According to the Ministry of Defense, the second amendment protocol set a period of validity eight years old since its entry into force (May 21, 2013), which made it expired on May 22, 2021. However, article 69 of the agreement provides for a Annual automatic extension If none of the parties expresses its opposite will six months in advance, which has been happening until today, with Some exceptions.


Rattan
Operational limitations. Although US jurisdiction governs certain aspects within the perimeter of the bases, Spain retains sovereignty and political control over its strategic use. In fact, the United States cannot use the facilities unilaterally, but requires express permission from the Spanish government, as stipulated The agreement.
This principle has been maintained, although in practice it has not meant obstacles during, For examplethe wars of Iraq and Afghanistan, when the governments of José María Aznar and José Luis Rodríguez Zapatero authorized their use No restrictions. Similarly, in 2021 Spain allowed both bases to temporarily welcome Afghan collaborators of the United States during his escape from Kabul.
Military presence. According to the agreementUnited States can keep up to 2,200 military, 36 aircraft and 500 civilians in Morón, although the current contingent is around 600 troops. In rota, the allowed limit amounts to 4,250 military and 1,000 US civilians.

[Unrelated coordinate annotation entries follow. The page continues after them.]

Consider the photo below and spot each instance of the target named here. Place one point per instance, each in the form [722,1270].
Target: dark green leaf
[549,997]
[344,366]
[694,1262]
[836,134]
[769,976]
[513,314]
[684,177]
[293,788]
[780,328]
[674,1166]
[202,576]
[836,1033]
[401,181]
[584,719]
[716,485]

These figures reflect a gradual reduction compared to previous decades, and in 2023 The transfer of the rapid response force for Africa was confirmed from Morón to A base in Italyevidencing an operational replication that directly affects the employment and economy of the nearby areas, which receive about two million euros per year in direct income of the State.
Real veto capacity. Therefore, to the big question, could Spain deny the use of its air bases to the United States with respect to the Israel-Iran conflict? The short answer is that yes, in fact, There are examplesas with the return of Torrejón in 1991 and Zaragoza in 1992. Plus: In 1986, the government of Felipe González advertisement that would not automatically renew the pact, also demanding The withdrawal of the North American F -16 in Torrejón, which led to its final withdrawal between 1988 and 1992 (although, as we see, new agreements and amended texts appeared).

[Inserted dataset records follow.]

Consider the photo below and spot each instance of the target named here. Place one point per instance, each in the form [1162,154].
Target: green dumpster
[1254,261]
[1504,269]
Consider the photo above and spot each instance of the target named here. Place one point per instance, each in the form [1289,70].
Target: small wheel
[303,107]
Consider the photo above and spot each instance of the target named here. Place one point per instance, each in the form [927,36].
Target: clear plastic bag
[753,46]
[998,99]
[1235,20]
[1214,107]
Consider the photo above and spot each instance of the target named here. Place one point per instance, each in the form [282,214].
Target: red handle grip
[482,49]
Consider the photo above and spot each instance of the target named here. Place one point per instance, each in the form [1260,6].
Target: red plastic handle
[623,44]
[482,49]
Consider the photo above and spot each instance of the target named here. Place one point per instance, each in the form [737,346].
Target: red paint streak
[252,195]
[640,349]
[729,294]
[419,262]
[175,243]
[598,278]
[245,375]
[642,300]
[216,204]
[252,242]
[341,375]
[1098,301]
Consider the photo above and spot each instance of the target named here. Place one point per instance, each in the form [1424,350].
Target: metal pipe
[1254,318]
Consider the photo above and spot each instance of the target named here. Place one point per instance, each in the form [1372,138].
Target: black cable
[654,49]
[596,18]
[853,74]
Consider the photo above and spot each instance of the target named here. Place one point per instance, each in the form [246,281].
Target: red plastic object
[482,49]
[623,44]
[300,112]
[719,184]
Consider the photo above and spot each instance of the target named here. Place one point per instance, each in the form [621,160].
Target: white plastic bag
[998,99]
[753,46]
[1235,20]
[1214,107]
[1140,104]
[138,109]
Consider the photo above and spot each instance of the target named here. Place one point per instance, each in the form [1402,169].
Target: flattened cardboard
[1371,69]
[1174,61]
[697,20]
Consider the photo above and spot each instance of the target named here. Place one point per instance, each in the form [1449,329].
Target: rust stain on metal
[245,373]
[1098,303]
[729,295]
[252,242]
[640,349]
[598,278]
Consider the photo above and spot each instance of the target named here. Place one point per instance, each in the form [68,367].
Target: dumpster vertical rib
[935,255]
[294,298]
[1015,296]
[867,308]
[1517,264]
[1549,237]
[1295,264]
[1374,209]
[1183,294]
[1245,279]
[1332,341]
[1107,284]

Therefore, the absence of renewal Automatic implies that the United States must leave within an established period (traditionally one year), as happened in the 1980s. This shows that if the current government considered it necessary, it could veto specific operations, including The use of Morón or Rota for refueling or air support. In other words, if Madrid does not want such operations to occur today, it could legally deny them or demand strict conditions in the renewal of the agreement.
The delicate balance. The fact that Spain will not enter the Eastern War, but allow the arrival of cisterns from the United States to support Israel’s offensive, it makes the situation quite clear. The position of the Spanish government combines caution and concern. Robles reiterated that the situation is extremely delicate and that the Executive wishes a disassembly prompt and a lasting peace agreement. However, military coordination with the United States, although regulated and planned in these bilateral treaties, leaves Spain exposed to the fluctuations of a war that could overflow at any time.

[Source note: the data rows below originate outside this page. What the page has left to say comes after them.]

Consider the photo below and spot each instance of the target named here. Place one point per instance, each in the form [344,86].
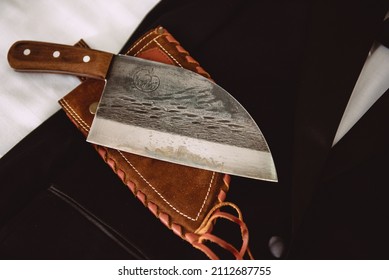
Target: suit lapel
[340,38]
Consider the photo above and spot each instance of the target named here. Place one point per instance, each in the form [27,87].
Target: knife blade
[158,110]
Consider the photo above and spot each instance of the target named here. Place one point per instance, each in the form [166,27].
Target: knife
[158,110]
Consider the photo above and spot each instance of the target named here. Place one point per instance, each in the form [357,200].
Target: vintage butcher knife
[158,110]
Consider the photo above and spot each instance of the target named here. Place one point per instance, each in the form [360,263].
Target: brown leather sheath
[187,200]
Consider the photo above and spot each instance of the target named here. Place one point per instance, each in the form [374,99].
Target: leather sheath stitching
[164,199]
[82,123]
[140,41]
[146,45]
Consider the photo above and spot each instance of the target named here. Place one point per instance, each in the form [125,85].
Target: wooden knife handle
[49,57]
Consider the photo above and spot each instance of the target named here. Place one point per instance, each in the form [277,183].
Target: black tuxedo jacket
[293,65]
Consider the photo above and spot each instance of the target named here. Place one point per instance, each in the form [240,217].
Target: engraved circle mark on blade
[145,80]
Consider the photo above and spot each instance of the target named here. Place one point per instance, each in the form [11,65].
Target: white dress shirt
[28,99]
[373,81]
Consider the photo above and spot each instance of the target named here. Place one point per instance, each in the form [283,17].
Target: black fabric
[293,65]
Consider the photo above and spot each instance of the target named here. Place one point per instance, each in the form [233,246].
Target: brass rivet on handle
[93,108]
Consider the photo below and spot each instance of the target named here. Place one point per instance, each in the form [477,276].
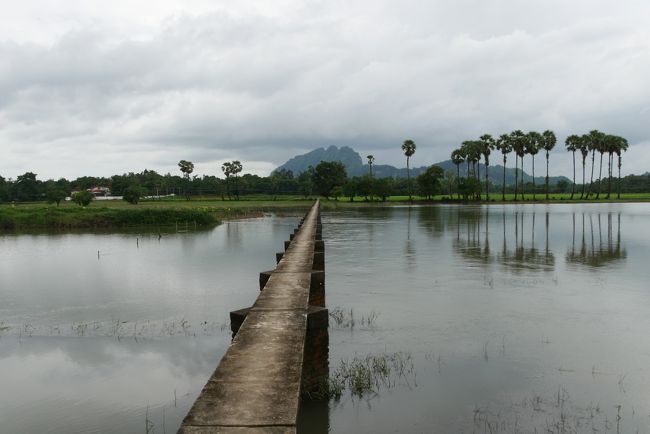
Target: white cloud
[92,88]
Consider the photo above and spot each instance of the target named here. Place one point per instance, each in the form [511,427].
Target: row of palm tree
[596,141]
[532,143]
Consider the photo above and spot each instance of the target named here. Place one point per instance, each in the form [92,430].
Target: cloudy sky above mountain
[97,88]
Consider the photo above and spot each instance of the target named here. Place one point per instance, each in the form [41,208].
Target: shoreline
[203,213]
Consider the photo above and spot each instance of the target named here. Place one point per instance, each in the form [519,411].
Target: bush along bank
[90,217]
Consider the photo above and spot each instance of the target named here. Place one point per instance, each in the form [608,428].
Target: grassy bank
[35,217]
[119,214]
[206,211]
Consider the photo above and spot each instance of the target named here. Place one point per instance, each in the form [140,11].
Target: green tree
[350,189]
[548,143]
[4,190]
[186,167]
[503,144]
[572,144]
[622,147]
[371,161]
[469,187]
[429,181]
[457,158]
[364,186]
[305,182]
[383,188]
[408,147]
[26,187]
[532,147]
[327,176]
[518,141]
[594,139]
[486,144]
[55,195]
[83,197]
[132,194]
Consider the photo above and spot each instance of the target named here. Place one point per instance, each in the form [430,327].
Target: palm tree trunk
[533,178]
[503,192]
[573,189]
[516,175]
[619,177]
[600,175]
[584,161]
[591,183]
[487,188]
[546,175]
[478,178]
[408,178]
[523,184]
[609,175]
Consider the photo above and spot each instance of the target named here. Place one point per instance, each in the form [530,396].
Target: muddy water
[528,318]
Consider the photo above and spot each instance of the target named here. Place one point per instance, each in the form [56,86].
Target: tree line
[329,179]
[531,143]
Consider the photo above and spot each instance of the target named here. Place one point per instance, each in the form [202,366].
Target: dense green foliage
[133,194]
[83,197]
[104,217]
[531,143]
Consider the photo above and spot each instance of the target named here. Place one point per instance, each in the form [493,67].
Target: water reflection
[472,244]
[472,240]
[594,250]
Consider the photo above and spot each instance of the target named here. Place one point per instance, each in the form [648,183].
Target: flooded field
[451,319]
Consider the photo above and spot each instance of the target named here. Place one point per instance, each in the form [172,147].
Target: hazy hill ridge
[355,166]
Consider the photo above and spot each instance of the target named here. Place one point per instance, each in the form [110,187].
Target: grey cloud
[257,87]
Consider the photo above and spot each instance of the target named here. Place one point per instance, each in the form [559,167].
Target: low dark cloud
[261,85]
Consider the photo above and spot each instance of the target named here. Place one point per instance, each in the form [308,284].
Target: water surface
[517,318]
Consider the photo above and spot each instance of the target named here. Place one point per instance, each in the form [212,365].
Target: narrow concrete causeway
[270,364]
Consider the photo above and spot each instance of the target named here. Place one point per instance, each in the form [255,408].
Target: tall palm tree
[584,150]
[457,158]
[622,147]
[408,147]
[602,149]
[611,143]
[503,144]
[548,143]
[572,144]
[518,141]
[371,161]
[532,147]
[473,156]
[594,143]
[487,145]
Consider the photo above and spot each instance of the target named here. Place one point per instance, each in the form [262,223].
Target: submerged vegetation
[363,377]
[104,217]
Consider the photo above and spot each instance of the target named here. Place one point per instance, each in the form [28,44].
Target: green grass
[496,197]
[119,214]
[211,210]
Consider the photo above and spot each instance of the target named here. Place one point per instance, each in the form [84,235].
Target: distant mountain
[354,166]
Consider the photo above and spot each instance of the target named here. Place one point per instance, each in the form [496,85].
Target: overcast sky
[99,88]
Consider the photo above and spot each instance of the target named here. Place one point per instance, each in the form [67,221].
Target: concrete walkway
[257,385]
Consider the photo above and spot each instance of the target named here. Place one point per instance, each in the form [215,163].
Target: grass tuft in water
[364,377]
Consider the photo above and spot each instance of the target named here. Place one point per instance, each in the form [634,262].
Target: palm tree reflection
[603,253]
[472,240]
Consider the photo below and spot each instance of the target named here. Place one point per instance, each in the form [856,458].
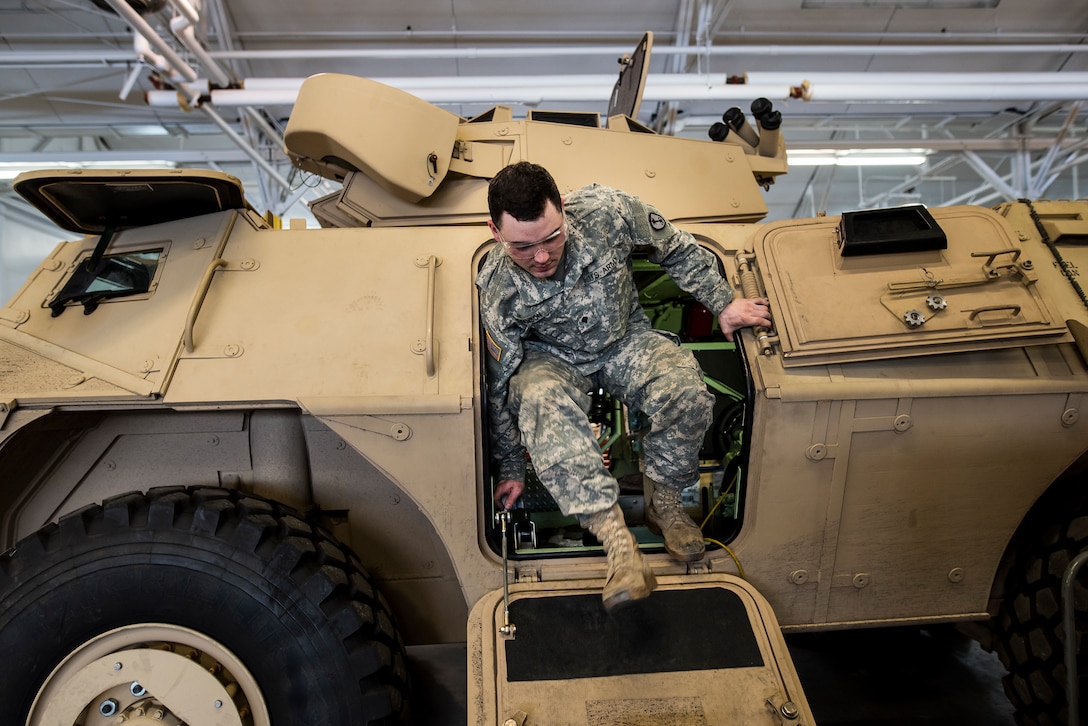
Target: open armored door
[102,317]
[701,650]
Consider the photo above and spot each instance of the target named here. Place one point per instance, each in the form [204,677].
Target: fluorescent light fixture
[856,157]
[10,170]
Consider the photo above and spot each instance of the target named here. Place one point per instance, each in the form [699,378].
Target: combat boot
[665,516]
[630,577]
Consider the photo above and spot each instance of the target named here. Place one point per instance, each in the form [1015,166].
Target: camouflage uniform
[551,342]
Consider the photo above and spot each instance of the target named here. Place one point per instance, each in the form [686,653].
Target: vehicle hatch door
[703,649]
[895,299]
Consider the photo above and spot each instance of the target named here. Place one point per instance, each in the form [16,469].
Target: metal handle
[427,344]
[507,628]
[993,308]
[190,320]
[750,287]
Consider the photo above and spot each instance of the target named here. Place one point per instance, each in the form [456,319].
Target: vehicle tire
[1029,634]
[186,604]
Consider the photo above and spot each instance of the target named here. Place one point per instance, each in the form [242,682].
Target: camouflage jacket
[578,315]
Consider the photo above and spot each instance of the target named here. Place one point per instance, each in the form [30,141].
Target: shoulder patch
[494,348]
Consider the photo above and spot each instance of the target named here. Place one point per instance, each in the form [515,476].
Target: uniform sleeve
[503,354]
[693,268]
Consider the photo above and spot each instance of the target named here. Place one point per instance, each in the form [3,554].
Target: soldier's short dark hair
[522,191]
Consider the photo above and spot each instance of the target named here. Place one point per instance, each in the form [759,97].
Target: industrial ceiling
[932,101]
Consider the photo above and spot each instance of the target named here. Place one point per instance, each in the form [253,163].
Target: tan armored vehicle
[242,467]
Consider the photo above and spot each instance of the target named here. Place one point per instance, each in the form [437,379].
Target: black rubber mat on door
[672,630]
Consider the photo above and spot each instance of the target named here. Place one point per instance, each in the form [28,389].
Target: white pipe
[733,50]
[406,83]
[185,9]
[663,87]
[141,26]
[182,28]
[905,93]
[32,58]
[920,78]
[248,150]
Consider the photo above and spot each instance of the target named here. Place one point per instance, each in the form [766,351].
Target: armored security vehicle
[244,466]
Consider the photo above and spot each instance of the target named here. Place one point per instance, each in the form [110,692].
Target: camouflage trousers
[647,371]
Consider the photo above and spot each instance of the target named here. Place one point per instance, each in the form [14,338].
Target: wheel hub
[146,675]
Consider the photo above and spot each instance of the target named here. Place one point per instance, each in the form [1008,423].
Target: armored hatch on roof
[902,294]
[93,201]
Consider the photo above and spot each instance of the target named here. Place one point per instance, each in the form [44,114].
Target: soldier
[561,317]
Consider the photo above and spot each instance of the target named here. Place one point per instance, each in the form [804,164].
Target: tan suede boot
[665,516]
[629,575]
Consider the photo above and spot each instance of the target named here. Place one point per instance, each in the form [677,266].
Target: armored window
[123,274]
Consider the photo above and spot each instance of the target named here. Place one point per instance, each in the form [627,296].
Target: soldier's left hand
[744,312]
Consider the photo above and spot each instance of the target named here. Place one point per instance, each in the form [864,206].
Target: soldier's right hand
[507,492]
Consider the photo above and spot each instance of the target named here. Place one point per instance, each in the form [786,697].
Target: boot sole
[676,554]
[626,598]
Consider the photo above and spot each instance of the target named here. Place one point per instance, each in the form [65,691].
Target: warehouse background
[901,101]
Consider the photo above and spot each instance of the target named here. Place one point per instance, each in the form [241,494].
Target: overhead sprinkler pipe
[184,8]
[533,90]
[183,29]
[173,60]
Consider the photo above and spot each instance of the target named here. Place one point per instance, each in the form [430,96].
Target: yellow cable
[740,568]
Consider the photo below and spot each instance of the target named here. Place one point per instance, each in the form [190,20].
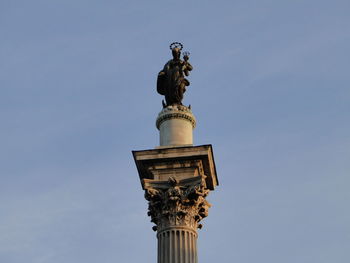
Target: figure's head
[176,48]
[176,53]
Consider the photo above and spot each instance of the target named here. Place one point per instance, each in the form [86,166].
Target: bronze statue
[171,81]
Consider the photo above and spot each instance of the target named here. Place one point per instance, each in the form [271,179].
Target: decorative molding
[177,203]
[176,112]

Plus: the arrival of more aerial media, the Movement of fighters furtive and the possibility of a American preventive attack Against Iran increase the pressure on the Spanish Executive, which must maintain the balance between their role in NATO, its relationship with Washington and the undeniable concern of public opinion against an indirect military involvement that is already tangible and numerical on the tracks of its air bases.